Oral delivery of nanoparticles loaded with ginger active compound, 6-Shogaol, attenuates ulcerative colitis and promotes wound healing in a murine model of ulcerative colitis

Abstract

Background and Aims: Oral drug delivery is the most attractive pathway for ulcerative colitis [UC] therapy, since it has many advantages. However, this strategy has encountered many challenges, including the instability of drugs in the gastrointestinal tract [GT], low targeting of disease tissues, and severe adverse effects. Nanoparticles capable of colitis tissue-targeted delivery and sitespecific drug release may offer a unique and therapeutically effective system that addresses these formidable challenges. Methods: We used a versatile single-step surface-functionalising technique to prepare PLGA/ PLA-PEG-FA nanoparticles loaded with the ginger active compound, 6-shogaol [NPs-PEG-FA/6- shogaol]. The therapeutic efficacy of NPs-PEG-FA/6-shogaol was evaluated in the well-established mouse model of dextran sulphate sodium [DSS]-induced colitis. Results: NPs-PEG-FA exhibited very good biocompatibility both in vitro and in vivo.

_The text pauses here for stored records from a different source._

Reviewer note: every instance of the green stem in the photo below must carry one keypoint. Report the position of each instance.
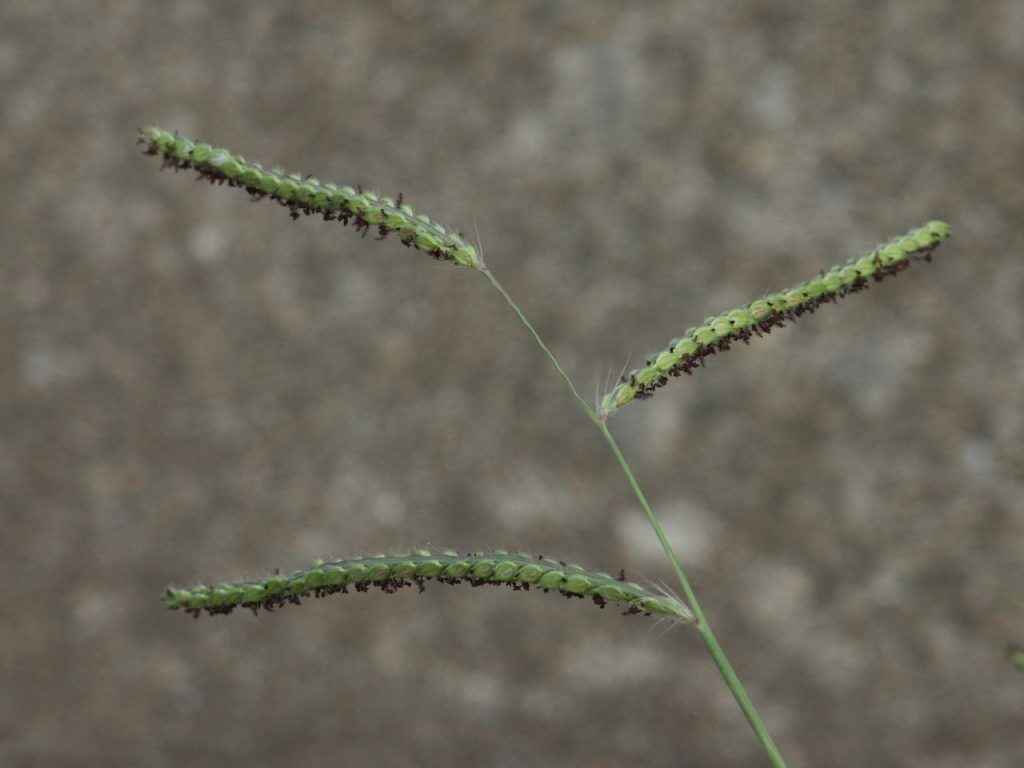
(717, 653)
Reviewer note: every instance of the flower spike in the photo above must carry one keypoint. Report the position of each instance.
(390, 572)
(760, 316)
(365, 210)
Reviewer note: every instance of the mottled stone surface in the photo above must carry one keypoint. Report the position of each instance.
(193, 386)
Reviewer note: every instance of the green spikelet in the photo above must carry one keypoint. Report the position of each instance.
(760, 316)
(390, 572)
(306, 195)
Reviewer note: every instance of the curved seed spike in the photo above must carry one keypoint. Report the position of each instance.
(365, 210)
(761, 315)
(390, 572)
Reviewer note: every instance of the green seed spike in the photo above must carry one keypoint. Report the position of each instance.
(390, 572)
(365, 210)
(761, 315)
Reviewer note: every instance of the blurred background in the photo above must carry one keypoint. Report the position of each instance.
(195, 387)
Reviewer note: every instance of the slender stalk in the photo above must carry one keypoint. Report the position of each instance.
(717, 653)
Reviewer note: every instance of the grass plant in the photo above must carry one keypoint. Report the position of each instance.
(367, 211)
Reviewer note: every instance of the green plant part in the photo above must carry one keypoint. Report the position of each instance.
(365, 210)
(390, 572)
(760, 316)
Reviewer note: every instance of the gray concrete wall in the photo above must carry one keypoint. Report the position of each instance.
(193, 386)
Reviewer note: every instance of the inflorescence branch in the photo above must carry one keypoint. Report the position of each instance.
(390, 572)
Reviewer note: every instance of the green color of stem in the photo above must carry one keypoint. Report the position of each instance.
(718, 654)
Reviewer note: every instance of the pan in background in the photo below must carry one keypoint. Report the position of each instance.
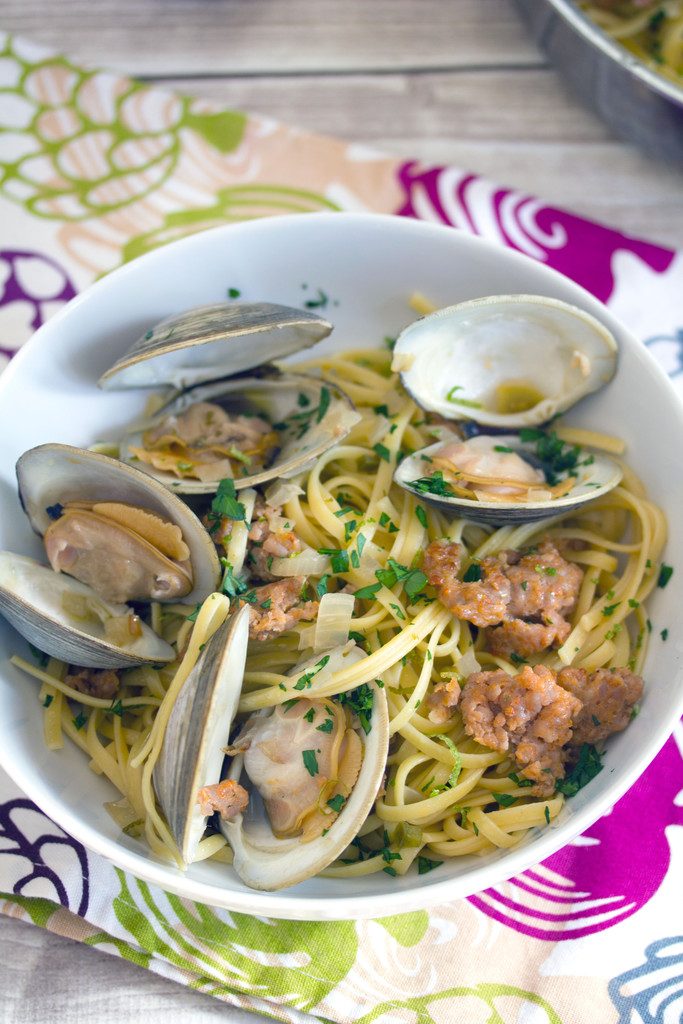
(636, 102)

Subsequent cellular uptake experiments demonstrated that NPs-PEG-FA could undergo efficient receptormediated uptake by colon-26 cells and activated Raw 264.7 macrophage cells. In vivo, oral administration of NPs-PEG-FA/6-shogaol encapsulated in a hydrogel system [chitosan/alginate] significantly alleviated colitis symptoms and accelerated colitis wound repair in DSS-treated mice by regulating the expression levels of pro-inflammatory [TNF-α, IL-6, IL-1ß, and iNOS] and antiinflammatory [Nrf-2 and HO-1] factors. Conclusions: Our study demonstrates a convenient, orally administered 6-shogaol drug delivery system that effectively targets colitis tissue, alleviates colitis symptoms, and accelerates colitis wound repair. This system may represent a promising therapeutic approach for treating inflammatory bowel disease [IBD].